Philip G. Charles, Willow Park Drive, Shelf, Halifax.

SIR - So Yorkshire Water can't make a profit from their monopoly, given the Government's regulations regarding prices. I have a couple of suggestions.

1 Perhaps they could reduce some of their "fat cat" salaries, dividends and bonuses.

2 Maybe there are further assets they could sell off. Surely they haven't stripped them all.

Alternatively, if what they say is true, in that their liabilities exceed their income and their company is in debt, why not admit their incompetence and declare their company bankrupt?

They surely really do not expect their long-suffering customers to pay good money to buy a bankrupt company, stripped of any surplus assets from a bunch of incompetents?

Trevor Willis, Nab Wood Gardens, Shipley.

SIR - I would like to point out the following to J Stephenson (Letters, June 22).

There used to be honourable, principled politicians in Labour (ie Benn, Bevan, Scargill) worthier than this bunch.

The "900,000 jobs created by the New Deal" are very menial with appalling pay. If offers of jobs are refused, benefits are stopped for a year.

Can a party with so many who call themselves socialists really do this, and become a slave to the World American Order of capitalism?

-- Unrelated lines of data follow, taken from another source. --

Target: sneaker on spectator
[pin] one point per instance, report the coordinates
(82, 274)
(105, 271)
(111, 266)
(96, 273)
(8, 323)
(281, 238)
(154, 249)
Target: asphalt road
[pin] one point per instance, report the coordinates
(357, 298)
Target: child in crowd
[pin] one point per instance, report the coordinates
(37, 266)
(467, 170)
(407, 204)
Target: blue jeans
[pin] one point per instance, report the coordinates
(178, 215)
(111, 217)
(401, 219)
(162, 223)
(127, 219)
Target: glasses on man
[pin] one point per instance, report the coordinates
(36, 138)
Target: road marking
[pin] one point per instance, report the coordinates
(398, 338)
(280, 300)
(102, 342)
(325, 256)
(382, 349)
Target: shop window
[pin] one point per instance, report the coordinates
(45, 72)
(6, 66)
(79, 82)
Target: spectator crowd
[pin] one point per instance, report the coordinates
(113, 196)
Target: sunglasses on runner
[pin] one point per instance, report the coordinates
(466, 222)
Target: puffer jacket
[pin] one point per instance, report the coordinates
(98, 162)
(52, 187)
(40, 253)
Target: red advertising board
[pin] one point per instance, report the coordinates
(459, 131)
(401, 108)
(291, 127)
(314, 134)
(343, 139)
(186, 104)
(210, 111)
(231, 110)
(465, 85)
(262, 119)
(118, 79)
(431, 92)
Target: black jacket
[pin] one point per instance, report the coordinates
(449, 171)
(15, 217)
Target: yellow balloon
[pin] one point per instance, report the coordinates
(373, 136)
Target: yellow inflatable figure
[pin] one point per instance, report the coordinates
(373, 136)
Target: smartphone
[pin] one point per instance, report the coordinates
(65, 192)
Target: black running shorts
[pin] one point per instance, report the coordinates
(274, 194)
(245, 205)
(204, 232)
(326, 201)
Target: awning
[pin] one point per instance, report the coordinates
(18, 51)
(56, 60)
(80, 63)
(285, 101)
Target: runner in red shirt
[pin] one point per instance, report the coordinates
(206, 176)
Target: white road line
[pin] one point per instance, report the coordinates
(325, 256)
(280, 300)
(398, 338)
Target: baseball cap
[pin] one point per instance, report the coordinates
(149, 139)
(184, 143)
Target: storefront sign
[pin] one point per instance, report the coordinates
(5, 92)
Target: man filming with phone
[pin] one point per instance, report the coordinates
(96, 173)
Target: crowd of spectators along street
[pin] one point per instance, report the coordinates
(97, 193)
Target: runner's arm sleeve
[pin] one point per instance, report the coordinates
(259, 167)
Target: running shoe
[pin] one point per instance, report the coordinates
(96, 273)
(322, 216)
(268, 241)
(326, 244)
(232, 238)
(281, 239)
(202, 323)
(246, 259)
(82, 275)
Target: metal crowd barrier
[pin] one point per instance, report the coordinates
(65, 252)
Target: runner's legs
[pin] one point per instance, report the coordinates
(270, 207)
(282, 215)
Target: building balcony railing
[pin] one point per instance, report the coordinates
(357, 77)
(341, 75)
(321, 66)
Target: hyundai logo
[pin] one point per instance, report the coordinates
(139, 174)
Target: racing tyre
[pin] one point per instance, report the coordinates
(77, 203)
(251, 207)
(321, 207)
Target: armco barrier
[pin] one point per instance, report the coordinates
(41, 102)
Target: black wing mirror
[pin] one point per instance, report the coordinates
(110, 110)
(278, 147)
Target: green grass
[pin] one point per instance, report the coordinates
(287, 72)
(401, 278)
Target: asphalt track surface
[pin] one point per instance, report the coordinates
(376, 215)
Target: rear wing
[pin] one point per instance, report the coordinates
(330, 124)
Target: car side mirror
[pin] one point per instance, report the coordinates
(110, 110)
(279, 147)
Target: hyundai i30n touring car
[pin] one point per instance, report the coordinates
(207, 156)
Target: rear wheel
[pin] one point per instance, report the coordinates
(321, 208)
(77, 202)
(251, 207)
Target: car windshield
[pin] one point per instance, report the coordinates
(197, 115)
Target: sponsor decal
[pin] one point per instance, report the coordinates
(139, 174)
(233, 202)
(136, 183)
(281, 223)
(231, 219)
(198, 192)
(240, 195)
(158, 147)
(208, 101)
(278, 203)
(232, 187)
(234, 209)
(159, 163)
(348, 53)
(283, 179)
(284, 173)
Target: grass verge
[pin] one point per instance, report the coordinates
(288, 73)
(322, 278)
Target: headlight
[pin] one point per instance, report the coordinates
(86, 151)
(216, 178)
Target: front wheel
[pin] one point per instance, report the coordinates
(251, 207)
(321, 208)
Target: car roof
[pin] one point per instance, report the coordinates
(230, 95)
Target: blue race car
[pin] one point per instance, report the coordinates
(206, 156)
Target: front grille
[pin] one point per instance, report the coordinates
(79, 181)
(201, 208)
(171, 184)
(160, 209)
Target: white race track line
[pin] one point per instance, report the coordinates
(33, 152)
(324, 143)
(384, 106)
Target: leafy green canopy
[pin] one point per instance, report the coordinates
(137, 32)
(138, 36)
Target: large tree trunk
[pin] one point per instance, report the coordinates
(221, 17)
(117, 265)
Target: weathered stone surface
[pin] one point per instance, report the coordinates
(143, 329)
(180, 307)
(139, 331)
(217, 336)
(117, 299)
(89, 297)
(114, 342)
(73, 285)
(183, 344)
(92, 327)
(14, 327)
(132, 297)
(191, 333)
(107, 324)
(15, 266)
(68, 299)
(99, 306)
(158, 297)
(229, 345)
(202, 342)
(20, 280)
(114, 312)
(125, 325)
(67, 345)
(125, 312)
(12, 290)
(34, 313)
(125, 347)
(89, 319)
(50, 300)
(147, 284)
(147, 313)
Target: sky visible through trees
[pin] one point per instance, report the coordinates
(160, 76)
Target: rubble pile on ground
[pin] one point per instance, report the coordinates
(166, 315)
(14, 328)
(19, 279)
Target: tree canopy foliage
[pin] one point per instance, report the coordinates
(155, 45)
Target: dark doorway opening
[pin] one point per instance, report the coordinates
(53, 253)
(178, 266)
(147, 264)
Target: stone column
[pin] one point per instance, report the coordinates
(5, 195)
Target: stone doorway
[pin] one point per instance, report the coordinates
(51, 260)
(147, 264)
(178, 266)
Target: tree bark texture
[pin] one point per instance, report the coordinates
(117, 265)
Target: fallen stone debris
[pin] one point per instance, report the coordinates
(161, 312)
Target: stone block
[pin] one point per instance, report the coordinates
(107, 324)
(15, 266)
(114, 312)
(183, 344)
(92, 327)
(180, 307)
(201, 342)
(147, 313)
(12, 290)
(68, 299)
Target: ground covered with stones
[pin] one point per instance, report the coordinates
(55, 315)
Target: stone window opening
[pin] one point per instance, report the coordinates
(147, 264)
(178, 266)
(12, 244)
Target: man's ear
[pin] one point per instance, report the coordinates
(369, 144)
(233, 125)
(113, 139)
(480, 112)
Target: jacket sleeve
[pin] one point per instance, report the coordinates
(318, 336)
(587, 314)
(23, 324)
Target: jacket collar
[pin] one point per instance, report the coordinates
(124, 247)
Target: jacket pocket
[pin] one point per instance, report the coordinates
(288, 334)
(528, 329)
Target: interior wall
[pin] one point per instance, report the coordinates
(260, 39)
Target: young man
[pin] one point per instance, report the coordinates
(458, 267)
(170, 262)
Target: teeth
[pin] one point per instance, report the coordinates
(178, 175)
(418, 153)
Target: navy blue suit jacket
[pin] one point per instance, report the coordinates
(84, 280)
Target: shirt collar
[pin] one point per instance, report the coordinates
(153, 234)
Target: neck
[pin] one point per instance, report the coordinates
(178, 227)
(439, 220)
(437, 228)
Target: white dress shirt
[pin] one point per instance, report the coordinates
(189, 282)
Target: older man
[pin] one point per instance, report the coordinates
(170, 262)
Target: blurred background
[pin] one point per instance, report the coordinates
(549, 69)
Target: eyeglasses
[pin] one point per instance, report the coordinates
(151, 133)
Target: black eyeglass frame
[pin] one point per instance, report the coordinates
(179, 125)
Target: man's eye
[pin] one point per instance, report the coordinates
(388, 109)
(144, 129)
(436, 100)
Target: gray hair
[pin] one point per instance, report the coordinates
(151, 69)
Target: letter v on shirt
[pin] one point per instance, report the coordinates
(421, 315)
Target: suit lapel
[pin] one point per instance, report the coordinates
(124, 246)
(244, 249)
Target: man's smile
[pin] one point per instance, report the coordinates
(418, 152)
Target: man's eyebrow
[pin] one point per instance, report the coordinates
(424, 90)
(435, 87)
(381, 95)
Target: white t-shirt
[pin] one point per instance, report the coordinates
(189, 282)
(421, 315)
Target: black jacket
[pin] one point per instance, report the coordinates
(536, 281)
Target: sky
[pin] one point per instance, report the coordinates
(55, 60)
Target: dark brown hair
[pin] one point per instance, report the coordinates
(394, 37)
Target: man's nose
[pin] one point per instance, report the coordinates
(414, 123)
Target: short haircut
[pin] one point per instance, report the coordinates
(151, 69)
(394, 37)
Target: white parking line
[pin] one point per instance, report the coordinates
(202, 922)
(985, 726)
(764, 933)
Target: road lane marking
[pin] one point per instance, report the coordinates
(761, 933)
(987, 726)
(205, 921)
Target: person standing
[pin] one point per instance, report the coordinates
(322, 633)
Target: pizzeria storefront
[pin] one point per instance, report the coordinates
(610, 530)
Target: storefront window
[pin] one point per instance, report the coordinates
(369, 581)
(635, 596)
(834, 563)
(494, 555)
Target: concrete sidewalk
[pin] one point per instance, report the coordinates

Disability benefit cuts and wars in Iraq and Kosovo are what I expect from the party of Powell and Thatcher. Blair even invited Heseltine in, but he declined.

Blair's other tool of the minimum wage is folly. The Low Pay Commission states that payment below the rate is commonplace in Britain. A Red Flag song is too good for this shower of New Tories.

All the big parties are shameless supporters of capitalism, a doctrine turning people into mere customers. The workers should take their power back.

Voting for a party which would repeal anti-union laws is the solution.

C Spurgin, Dorset Street, Skipton.

SIR - Re the proposed changes to bus routes, especially the 670 which is to be re-routed up Thorpe Edge, instead of going up to Morrisons which is the bus I need to get to work from Greengates at 6.20am.

The only other alternative at the moment is the 609 getting off at the top of The Bank and walking on to Five Lane Ends.

So what alternative is First Bus going to provide for me to get to work without having to walk to get a bus at that time of the morning?

Mrs S Coulter, Ryton Dale, Greengates.

SIR - While I have every sympathy with Mrs O'Brien on the death of her husband, (being a widow of 30 years myself). I feel I must speak on behalf of the doctors in question (T&A, June 23).

For more than 44 years I have been a patient at the practice in Hanover Square, and during that time have been very well looked after with no cause for complaint.

I feel that Mrs O'Brien should lay the blame where it really belongs i.e. at the door of a Government that can spend money on "Domes" etc and every Tom, Dick and Harry that comes into this country while spending the minimum on a very over-stretched health service.

It is not doctors and nurses who are to blame for the state of things in this country but politicians who promise the earth and find out when in power that the cake isn't big enough for all their foolish schemes.

Mrs Annie Shackleton, Eden Close, Wyke.